Building the Random Forest

def build_tree(X_bootstrap, y_bootstrap, max_depth, min_samples_split, max_features):
    root_node = find_split_point(X_bootstrap, y_bootstrap, max_features)
    split_node(root_node, max_features, min_samples_split, max_depth, 1)
    return root_node

def random_forest(X_train, y_train, n_estimators, max_features, max_depth, min_samples_split):
    tree_ls = list()
    oob_ls = list()
    for i in range(n_estimators):
        X_bootstrap, y_bootstrap, X_oob, y_oob = draw_bootstrap(X_train, y_train)
        tree = build_tree(X_bootstrap, y_bootstrap, max_depth, min_samples_split, max_features)
        tree_ls.append(tree)
        oob_error = oob_score(tree, X_oob, y_oob)
        oob_ls.append(oob_error)
    print("OOB estimate: {:.2f}".format(np.mean(oob_ls)))
    return tree_ls

Making Predictions

def predict_tree(tree, X_test):
    feature_idx = tree['feature_idx']

    if X_test[feature_idx] <= tree['split_point']:
        if type(tree['left_split']) == dict:
            return predict_tree(tree['left_split'], X_test)
        else:
            value = tree['left_split']
            return value
    else:
        if type(tree['right_split']) == dict:
            return predict_tree(tree['right_split'], X_test)
        else:
            return tree['right_split']

def predict_rf(tree_ls, X_test):
    pred_ls = list()
    for i in range(len(X_test)):
        ensemble_preds = [predict_tree(tree, X_test.values[i]) for tree in tree_ls]
        final_pred = max(ensemble_preds, key = ensemble_preds.count)
        pred_ls.append(final_pred)
    return np.array(pred_ls)

Training & Evaluation

n_estimators = 100
max_features = 3
max_depth = 10
min_samples_split = 2

model = random_forest(X_train, y_train, n_estimators=100, max_features=3, max_depth=10, min_samples_split=2)
# OOB estimate: 0.22

preds = predict_rf(model, X_test)
acc = sum(preds == y_test) / len(y_test)
print("Testing accuracy: {}".format(np.round(acc,3)))
# Testing accuracy: 0.768

Parameters Explained

• n_estimators: (int) The number of trees in the forest.
• max_features: (int) The number of features to consider when looking for the best split (typically √p).
• max_depth: (int) The maximum depth of the tree.
• min_samples_split: (int) The minimum number of samples required to split an internal node.

Conclusion

Random forests are great for an array of reasons that include easy implementation and requiring little to no parameter tuning.

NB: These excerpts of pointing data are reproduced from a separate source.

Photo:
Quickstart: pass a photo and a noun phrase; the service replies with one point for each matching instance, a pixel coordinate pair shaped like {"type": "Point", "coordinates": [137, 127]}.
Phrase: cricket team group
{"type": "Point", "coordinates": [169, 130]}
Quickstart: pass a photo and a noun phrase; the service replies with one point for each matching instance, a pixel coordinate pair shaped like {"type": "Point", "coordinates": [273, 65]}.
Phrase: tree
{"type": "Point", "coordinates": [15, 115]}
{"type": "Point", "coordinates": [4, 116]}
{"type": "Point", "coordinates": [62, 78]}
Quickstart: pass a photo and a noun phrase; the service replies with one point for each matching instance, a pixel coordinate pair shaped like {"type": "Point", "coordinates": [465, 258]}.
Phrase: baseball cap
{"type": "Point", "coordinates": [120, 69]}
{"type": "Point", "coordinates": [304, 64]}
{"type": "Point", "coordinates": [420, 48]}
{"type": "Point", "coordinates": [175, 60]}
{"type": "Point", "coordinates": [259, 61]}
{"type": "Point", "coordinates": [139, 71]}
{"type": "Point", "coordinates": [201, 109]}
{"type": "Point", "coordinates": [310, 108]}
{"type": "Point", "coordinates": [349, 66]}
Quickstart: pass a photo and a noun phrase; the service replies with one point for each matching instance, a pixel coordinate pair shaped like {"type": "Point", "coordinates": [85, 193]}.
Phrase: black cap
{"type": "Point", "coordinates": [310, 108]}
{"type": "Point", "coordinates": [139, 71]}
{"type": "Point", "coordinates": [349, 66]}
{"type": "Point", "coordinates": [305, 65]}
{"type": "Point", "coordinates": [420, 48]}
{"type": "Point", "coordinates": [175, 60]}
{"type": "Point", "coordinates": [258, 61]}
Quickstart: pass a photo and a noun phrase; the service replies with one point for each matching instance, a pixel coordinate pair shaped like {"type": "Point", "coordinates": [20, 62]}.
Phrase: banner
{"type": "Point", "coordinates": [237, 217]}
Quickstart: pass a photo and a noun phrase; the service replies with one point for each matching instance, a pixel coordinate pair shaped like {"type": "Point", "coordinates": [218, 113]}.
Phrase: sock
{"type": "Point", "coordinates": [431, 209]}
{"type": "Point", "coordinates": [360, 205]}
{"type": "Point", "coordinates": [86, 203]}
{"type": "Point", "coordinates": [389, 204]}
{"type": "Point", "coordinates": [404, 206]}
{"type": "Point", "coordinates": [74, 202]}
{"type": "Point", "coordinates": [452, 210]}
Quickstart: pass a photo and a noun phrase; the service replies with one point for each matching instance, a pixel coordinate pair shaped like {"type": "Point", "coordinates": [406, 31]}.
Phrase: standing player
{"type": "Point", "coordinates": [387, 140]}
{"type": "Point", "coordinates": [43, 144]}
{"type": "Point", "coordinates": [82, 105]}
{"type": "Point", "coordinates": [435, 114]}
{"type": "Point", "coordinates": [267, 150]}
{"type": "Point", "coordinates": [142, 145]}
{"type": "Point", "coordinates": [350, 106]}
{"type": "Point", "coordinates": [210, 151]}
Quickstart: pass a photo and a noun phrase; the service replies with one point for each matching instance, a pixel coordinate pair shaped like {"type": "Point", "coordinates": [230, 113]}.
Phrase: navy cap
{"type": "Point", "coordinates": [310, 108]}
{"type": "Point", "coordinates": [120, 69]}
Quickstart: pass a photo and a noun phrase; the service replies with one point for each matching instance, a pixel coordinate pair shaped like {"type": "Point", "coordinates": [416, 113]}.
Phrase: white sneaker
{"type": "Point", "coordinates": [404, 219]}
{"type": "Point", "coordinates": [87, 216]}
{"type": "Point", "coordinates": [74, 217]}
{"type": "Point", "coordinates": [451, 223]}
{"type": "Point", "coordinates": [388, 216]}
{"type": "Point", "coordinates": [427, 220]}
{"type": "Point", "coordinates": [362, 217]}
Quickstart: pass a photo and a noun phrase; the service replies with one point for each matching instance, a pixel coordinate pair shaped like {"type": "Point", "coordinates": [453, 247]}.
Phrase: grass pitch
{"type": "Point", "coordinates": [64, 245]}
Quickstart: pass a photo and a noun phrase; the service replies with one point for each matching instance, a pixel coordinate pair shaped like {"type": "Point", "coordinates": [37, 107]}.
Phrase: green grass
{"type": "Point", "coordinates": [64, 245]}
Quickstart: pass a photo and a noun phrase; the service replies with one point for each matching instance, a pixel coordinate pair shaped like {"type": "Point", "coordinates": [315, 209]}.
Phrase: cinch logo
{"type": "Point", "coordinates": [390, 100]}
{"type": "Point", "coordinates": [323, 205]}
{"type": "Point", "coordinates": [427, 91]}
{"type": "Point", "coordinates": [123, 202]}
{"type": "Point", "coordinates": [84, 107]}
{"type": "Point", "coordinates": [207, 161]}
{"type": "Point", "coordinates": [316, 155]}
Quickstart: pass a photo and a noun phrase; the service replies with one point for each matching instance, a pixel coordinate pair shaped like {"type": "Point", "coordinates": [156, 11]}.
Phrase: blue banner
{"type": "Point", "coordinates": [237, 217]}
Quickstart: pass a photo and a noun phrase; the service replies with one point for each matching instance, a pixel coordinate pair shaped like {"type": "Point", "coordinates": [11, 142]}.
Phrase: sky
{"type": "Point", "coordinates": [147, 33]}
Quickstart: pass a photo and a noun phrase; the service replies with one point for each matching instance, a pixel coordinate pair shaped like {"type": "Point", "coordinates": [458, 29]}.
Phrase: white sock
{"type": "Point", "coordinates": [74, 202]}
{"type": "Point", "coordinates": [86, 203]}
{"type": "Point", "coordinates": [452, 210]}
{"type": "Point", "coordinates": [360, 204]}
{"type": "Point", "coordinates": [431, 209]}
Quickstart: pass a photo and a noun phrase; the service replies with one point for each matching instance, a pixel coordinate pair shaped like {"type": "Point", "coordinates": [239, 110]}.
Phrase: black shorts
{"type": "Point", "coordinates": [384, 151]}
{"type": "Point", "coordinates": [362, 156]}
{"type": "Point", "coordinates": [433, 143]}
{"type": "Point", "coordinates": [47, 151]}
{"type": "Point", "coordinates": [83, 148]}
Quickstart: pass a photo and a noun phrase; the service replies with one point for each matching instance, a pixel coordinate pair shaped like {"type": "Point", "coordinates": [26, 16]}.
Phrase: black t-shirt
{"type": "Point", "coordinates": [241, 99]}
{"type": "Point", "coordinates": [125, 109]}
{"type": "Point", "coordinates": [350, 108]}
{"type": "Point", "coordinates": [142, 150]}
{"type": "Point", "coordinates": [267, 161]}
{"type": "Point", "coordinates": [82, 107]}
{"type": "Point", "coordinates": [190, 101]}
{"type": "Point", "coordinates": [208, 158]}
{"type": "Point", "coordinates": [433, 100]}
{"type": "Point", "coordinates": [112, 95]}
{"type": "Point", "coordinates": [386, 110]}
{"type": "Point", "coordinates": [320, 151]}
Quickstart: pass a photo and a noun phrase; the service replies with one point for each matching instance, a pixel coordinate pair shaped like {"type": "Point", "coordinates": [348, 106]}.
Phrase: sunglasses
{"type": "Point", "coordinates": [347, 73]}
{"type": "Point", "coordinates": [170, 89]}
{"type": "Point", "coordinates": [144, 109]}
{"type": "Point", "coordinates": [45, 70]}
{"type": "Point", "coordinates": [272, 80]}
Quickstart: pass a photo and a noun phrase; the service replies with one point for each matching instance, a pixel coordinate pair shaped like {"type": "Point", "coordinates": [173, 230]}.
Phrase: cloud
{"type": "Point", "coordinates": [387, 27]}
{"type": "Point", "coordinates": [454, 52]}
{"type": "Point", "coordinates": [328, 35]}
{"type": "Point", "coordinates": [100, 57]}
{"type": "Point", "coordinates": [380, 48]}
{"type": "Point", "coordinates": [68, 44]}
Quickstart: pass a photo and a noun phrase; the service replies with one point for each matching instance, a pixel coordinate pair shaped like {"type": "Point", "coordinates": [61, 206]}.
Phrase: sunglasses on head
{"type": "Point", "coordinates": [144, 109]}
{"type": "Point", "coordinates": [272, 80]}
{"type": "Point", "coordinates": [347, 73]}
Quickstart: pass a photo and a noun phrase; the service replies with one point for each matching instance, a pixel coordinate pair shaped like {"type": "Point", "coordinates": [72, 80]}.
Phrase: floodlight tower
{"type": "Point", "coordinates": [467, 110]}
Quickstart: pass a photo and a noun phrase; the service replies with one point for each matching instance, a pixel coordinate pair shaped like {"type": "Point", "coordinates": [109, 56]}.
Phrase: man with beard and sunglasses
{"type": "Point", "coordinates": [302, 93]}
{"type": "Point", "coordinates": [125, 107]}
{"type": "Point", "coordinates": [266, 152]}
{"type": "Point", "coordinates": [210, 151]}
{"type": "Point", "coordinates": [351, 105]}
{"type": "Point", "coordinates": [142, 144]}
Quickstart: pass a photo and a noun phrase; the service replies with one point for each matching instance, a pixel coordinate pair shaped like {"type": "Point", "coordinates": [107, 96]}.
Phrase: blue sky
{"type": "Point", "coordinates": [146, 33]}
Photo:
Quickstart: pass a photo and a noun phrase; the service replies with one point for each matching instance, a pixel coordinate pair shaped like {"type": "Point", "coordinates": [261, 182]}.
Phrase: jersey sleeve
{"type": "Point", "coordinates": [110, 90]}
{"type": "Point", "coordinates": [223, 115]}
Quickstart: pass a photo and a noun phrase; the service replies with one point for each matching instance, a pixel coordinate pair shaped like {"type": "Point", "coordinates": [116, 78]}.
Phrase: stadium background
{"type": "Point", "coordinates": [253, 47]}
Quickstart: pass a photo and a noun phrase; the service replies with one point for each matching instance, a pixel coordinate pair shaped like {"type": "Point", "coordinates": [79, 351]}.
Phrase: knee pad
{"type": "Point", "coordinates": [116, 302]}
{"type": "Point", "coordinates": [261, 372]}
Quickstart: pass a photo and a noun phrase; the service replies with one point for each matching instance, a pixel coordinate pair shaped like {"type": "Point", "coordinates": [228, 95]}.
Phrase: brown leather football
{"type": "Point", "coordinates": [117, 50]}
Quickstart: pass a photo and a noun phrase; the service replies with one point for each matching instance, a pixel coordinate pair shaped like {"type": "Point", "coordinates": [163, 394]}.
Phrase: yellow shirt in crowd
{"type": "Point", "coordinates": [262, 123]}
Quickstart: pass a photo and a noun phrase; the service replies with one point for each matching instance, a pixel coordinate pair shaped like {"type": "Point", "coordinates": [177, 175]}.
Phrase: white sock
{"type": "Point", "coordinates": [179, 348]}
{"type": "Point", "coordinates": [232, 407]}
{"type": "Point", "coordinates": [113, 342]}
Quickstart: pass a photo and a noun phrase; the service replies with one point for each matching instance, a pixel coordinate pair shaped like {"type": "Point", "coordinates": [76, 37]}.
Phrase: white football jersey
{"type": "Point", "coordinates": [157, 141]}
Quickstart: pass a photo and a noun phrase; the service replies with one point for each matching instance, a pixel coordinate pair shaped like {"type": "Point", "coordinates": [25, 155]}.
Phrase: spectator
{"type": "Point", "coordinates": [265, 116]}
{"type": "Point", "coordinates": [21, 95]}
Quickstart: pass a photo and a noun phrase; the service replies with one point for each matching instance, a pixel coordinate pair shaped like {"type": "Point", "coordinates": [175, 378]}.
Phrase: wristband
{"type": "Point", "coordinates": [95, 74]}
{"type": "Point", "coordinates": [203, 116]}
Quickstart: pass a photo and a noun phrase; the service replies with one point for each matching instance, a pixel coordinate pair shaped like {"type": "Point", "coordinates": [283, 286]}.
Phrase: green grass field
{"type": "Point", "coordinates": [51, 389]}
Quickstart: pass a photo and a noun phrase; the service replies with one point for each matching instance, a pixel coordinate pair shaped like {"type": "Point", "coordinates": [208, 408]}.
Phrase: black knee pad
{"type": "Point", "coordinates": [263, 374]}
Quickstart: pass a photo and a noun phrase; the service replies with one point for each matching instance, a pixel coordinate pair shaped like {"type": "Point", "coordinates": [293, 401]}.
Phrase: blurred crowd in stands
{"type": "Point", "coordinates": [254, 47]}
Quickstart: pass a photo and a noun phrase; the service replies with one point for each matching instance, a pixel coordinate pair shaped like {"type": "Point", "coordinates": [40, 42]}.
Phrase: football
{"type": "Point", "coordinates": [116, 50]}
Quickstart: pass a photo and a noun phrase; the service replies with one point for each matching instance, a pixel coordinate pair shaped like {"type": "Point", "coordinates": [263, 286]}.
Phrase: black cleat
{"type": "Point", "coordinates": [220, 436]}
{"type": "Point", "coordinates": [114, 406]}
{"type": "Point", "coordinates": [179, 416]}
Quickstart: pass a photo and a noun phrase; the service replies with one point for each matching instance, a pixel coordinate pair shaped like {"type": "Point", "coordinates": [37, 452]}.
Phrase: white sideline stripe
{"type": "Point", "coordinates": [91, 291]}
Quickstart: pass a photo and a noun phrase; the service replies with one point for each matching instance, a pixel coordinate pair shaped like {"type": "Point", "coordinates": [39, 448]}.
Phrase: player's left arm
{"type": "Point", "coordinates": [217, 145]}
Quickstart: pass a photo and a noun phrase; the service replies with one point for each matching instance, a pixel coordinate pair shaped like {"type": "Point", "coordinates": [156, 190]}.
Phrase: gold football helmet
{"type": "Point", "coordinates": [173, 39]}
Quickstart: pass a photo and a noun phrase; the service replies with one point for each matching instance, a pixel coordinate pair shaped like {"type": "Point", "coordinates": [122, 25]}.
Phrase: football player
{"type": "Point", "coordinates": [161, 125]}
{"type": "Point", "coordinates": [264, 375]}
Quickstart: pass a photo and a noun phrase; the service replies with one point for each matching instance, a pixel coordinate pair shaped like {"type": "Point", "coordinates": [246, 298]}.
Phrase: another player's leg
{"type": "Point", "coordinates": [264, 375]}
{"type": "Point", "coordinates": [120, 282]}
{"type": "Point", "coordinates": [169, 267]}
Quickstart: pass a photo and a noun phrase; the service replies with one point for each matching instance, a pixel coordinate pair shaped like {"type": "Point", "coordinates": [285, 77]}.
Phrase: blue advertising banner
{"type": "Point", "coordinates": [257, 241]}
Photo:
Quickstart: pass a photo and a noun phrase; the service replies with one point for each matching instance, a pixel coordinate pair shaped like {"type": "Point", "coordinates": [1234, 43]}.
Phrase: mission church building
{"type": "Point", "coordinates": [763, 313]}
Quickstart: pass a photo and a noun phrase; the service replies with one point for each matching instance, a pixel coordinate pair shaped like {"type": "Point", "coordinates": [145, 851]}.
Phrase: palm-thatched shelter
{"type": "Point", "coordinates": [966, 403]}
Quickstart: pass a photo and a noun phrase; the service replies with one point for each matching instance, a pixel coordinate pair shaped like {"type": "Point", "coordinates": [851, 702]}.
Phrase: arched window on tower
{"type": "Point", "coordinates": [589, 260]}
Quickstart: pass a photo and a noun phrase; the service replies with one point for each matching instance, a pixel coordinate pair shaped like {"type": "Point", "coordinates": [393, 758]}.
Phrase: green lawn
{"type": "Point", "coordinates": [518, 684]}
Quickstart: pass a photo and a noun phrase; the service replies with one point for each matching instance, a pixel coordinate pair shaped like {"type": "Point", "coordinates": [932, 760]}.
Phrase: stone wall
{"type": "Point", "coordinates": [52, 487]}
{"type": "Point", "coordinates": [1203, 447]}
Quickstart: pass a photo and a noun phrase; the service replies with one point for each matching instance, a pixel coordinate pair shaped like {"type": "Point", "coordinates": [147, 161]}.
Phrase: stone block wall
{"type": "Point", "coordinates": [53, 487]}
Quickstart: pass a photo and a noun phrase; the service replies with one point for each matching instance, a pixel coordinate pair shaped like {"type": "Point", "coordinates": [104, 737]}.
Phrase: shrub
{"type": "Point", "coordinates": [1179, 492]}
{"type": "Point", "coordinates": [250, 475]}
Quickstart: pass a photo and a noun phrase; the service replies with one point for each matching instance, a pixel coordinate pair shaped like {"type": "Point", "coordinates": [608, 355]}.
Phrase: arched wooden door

RF's may not be powerhouses like neural networks or gradient boosting models, but they should certainly be in everyone's machine learning repertoire.

There are methods that can allow you to see which variables are more important than others, but are worth looking into. Hopefully this can also help you get in the right direction if you are interested in understanding how gradient boosting models like XGBoost work.